I have a guitar. I have a hat. I have a pair of boots. I could swing by the Wal-Mart later and pick up a fresh 3-pack of tighty-whities. Now all I need are people willing to pay me to frolic about that way. Although I somehow think I’d make more money if I focused on people paying me not to. So I guess I should keep my day-job for now.
SmartSwipe is a product allowing you to swipe your credit card at home rather than type in those nasty 16 digit numbers off of your card. I suppose if you’re a power shopper who’s a bad typist, refuses to allow any site to retain your card information for you, and fears PayPal, this might make a modicum of sense. But it doesn’t make $100 worth of sense.
What’s a company to do? Pump up the fear factor of course. (View the infomercial video on the linked page for the full effect.) Apparently shopping online is a very dangerous thing. Identity thieves are lurking all over the Interwebs just waiting to get their hands on your credit card number. But now, at last, thanks to SmartSwipe, you can shop safe and secure at last.
Oh brother! Talk about solving a manufactured problem. What’s curious to me is that the same people who will fall for this marketing ruse because of perceived online dangers are the same ones who practice some of the most risky credit card actions.

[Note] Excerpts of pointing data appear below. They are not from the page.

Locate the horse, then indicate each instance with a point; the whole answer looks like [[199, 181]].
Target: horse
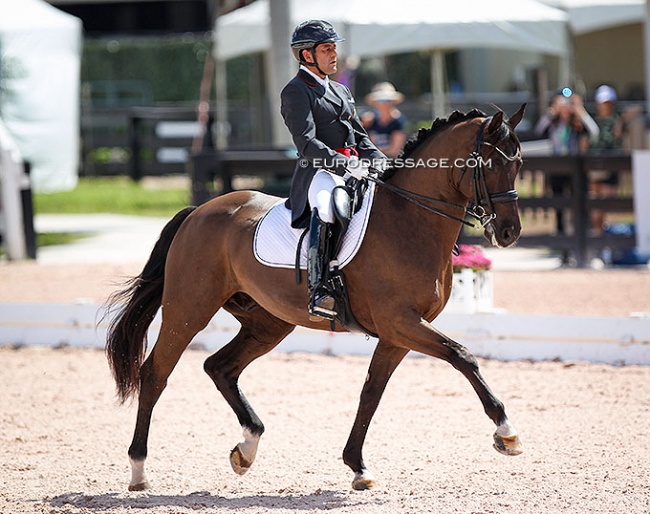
[[398, 282]]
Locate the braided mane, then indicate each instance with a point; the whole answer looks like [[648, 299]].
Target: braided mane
[[423, 134]]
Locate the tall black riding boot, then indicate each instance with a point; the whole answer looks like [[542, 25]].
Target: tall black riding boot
[[321, 304]]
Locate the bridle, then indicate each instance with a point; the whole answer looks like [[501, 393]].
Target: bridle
[[482, 206]]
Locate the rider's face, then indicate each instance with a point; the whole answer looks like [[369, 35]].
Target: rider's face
[[326, 58]]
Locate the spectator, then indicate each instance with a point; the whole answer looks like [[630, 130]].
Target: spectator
[[385, 123], [609, 140], [568, 126]]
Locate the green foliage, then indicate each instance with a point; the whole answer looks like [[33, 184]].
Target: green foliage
[[118, 195]]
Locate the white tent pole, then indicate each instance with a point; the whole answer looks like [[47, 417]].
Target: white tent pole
[[438, 93], [646, 38], [221, 104], [280, 67], [11, 181]]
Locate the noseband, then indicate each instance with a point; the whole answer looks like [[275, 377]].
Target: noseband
[[482, 207], [482, 196]]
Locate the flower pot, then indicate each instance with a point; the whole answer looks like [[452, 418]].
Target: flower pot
[[472, 291]]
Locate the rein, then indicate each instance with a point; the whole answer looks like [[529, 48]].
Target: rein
[[481, 194]]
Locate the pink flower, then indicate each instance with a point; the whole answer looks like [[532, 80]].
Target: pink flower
[[471, 257]]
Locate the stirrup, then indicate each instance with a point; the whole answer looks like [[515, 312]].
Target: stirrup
[[322, 308]]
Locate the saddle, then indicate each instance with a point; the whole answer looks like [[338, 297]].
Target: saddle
[[347, 201]]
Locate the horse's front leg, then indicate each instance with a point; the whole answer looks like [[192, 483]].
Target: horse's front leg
[[384, 361], [260, 333], [421, 337]]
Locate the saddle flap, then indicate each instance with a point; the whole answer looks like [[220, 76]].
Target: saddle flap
[[275, 242]]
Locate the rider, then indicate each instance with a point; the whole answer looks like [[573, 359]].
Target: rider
[[332, 146]]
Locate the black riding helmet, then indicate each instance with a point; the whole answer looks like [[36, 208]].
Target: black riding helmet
[[308, 35]]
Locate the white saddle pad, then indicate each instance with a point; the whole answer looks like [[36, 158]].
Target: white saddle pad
[[275, 241]]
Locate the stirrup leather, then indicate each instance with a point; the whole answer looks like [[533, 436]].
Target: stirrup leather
[[321, 303]]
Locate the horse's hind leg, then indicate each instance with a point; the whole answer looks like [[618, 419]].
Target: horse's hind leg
[[259, 334], [177, 330], [384, 361], [420, 336]]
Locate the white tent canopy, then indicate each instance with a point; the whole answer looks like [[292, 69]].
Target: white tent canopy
[[591, 15], [376, 27], [40, 54]]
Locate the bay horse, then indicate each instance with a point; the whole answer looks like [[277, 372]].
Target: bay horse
[[398, 283]]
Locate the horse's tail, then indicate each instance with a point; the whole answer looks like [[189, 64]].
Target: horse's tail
[[132, 311]]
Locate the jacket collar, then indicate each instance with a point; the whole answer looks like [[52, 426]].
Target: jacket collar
[[327, 93]]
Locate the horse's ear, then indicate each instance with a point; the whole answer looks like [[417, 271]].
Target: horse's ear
[[495, 124], [514, 120]]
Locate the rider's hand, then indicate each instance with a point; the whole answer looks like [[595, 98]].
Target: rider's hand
[[357, 168]]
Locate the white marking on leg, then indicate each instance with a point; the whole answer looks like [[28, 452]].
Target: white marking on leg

For example, do you still receive and save printed monthly statements? If someone breaks into your house or swipes the mail from your box, they will easily get your account number this way. Have you ever given your credit card to a waitress or a store clerk who placed the card out of your view at any time? They could have easily scanned, copied, or even memorized your card details. Hev you ever taken your card from your wallet with people behind you in line? If they can see the card, they can get the number. Have you ever given anyone a personal check? It has the bank routing codes and your account number along the bottom.

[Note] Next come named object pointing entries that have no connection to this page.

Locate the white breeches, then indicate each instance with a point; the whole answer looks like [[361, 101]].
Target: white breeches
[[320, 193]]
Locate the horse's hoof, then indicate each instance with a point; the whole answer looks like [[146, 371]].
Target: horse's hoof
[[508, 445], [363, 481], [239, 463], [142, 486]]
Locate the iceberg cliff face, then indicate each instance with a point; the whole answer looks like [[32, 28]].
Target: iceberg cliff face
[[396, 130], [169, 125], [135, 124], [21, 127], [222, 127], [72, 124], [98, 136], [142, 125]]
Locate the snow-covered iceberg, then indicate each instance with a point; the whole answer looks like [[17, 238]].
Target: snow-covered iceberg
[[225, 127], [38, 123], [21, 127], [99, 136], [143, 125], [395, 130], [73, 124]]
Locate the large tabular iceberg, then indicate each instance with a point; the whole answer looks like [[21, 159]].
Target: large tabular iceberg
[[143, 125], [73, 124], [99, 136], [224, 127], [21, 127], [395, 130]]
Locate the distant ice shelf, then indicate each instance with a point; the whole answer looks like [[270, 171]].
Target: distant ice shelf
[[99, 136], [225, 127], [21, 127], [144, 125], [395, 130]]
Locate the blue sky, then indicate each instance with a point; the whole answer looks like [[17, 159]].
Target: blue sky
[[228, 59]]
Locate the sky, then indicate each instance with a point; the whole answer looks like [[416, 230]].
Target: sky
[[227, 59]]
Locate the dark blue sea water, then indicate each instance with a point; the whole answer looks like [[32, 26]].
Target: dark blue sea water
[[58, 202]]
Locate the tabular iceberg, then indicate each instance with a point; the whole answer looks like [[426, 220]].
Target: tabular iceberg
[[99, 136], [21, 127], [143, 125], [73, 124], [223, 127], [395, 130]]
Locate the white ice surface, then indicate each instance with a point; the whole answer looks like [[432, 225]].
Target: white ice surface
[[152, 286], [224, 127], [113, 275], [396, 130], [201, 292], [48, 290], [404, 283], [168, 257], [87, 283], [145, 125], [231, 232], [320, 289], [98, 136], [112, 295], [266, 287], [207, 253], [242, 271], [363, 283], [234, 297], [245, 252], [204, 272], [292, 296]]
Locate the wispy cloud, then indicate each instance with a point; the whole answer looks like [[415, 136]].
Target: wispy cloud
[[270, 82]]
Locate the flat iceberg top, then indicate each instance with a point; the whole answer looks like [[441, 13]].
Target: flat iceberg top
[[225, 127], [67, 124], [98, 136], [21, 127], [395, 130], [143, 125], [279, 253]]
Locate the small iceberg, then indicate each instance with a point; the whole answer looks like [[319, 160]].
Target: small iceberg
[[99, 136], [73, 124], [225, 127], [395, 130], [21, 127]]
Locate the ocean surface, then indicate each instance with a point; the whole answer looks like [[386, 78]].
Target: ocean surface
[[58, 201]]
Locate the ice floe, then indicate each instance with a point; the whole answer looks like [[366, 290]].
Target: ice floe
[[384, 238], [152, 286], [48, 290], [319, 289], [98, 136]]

I’m not suggesting that you should stop doing all these things. Heck, I give my card to waitresses all the time. But banks and credit card companies have checks in place to identify fraudulent behavior and most cards have liability limits (often only $50) should your information be stolen. Further, all electronic transactions (via the Internet, swiping your card in a store or at the pump) are by in large the most secure things you will ever do with a credit card. They are, of course, open to the occasional computer glitch, but the banks usually remedy these quickly, and they are good for a giggle.
Caution and sensibility are always in order with any financial transaction. But don’t give in to the baseless fear.